Bacharach first hooked me in 1964 with “Walk on By,” and hearing it now still hooks me. There are two great moments in this song – one on the “by” of the title, marking the start of the chorus, and the other on its homonym “bye” at the chorus’s end. (“When you said goodbye.”) The first arrives on the tail of an opening verse as somber as any in a pop song. On the word “By” comes a chord change so unexpected that hearing it still catches my breath. That modulation breaks the mournful spell of the verse, ushering in a mellow horn and freeing the great Warwick to release her sorrow in soaring melody, to our joy. Yet just as you’re feeling – yes, it’s going to be OK – the chorus ends on the bye of “goodbye.” the second magical moment, with the poignance of a major seventh chord in a low register, pounded in jagged, asymmetrical 3/3/2 time, signaling the return of sorrow. Yet even in that sorrow we already hope for another chorus. The cycle of joy and sadness feels inevitable in this song, as inevitable as in life, making the song ring with a deep truth: a Buddhist poem of impermanence, and in a pop song.
“San Jose” also mixes bitter and sweet. In this case the lyric carries the loss of a dream, but the music is pure joy, making that burden seem light as a feather. You’ve barely recovered from the delight of that bass/kick drum riff (dunh-dunh-dunh) that sets up the chorus when he hits you with a little study in counterpoint at the end of the second line. It’s as unnecessary to the structure of the song as stained glass is to a cathedral window, but Burt’s interested in more than keeping the rain out, he’s having fun. He scores the riff on organ the first time, then a trio of horns, gently insisting that we share in his delight at this ornament.

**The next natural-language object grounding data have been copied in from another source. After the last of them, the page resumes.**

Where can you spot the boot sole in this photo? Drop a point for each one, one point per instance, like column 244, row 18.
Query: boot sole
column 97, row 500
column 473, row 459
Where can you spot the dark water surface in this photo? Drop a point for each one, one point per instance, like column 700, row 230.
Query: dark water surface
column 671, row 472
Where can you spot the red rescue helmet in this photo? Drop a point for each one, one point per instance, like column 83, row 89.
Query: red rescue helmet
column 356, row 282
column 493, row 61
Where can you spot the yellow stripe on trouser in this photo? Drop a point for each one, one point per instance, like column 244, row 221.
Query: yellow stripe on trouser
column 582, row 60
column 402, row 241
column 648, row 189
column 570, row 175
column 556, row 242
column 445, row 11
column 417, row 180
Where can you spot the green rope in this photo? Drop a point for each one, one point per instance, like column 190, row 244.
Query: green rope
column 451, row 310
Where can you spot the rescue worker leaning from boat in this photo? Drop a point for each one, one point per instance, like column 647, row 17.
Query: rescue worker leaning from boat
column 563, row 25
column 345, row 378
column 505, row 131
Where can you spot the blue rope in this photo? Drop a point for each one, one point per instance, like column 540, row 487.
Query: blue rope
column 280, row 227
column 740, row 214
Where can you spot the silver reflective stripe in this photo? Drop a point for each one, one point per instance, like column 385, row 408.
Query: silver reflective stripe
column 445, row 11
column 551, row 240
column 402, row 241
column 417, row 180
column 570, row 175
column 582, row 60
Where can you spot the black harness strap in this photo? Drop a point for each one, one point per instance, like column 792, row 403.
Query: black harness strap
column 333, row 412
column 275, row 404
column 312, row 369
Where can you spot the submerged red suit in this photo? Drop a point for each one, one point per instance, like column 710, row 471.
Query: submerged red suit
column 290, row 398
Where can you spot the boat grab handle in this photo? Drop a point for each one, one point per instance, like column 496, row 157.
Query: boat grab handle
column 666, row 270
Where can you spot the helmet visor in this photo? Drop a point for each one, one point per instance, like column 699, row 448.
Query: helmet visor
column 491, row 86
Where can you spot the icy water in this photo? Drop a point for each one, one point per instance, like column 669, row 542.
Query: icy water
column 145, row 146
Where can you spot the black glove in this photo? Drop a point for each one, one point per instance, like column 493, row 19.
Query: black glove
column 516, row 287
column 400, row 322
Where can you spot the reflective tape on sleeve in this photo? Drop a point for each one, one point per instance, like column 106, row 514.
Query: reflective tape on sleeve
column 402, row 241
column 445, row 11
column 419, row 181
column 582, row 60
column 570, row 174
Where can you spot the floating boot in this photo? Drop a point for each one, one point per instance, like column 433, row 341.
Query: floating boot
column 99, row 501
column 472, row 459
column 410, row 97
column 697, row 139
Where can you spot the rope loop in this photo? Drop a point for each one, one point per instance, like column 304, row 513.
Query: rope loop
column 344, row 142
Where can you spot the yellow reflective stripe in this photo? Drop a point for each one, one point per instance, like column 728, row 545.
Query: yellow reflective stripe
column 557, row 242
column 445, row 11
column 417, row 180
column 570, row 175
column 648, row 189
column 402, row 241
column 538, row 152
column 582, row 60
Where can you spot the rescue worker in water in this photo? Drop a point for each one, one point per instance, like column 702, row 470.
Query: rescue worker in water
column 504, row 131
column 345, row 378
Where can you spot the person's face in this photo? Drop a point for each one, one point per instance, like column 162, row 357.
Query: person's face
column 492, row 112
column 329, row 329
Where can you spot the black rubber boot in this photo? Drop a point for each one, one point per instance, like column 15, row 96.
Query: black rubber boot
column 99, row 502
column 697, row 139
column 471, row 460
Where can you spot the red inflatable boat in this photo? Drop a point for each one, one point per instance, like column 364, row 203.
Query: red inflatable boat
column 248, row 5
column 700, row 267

I regret that shortly after “Walk on By” I got so distracted by the louder charms of Rock in its heyday that I stopped noticing the great Bacharach songs that kept hitting the charts. I started coming back to Bacharach as the hits I’d ignored reappeared as radio standards: San Jose, Never Get To Heaven, What the World Needs Now….and of course Walk on By, which still gave me a shiver every time I heard those first guitar chunks.
When I first heard “Alfie,” I did notice, and disliked it, fooled by its gentle lushness into thinking I was hearing the kind of Vegas cabaret junk that was part of the reason we’d had a Rock revolution. It was one of the last Bacharach songs for me to get.
When I really listened, I heard past its skin to the heart, a perfect marriage of word and song, a rare case where David’s words rise to the level of the music.
Near the end comes the devastating moment “Without true love…we just exist” Warwick singing it like there are no truer words, and as proof we hear chords of utter despair as she finally gives up on him, her last moaned “Alfie….” Many composers in the 20th century mined the veins of dissonance, but few achieved this kind of emotional accuracy. It’s of the realm of Bach and Beethoven rather than tin pan alley.
The tragedy of Bacharach’s music is not his –he must be proud of his work, and he’s certainly rich – but belongs to the musical community. The songs are too great to doubt that he was right in presenting those songs in such unfashionable form. But it insured that he would go unheard by most in the musical generations that followed. I suspect it’s one cause for the threadbare state of contemporary pop music. Nothing wrong, I suppose, with growing up worshipping the Ramones, or U2, or Vampire Weekend. Except that a songwriter who’s never heard Bacharach is like a contemporary filmmaker trying to learn watching silent films.
In every aspect of music – melody, harmony, rhythm and arrangement – Bacharach has a much bigger palette than any other pop writer, with more colors and textures of paint. And I doubt even the most talented kids coming up are going to dream up all those colors themselves. So songwriters work without knowing all that’s missing from their palettes. They, their music, and we listeners are all impoverished.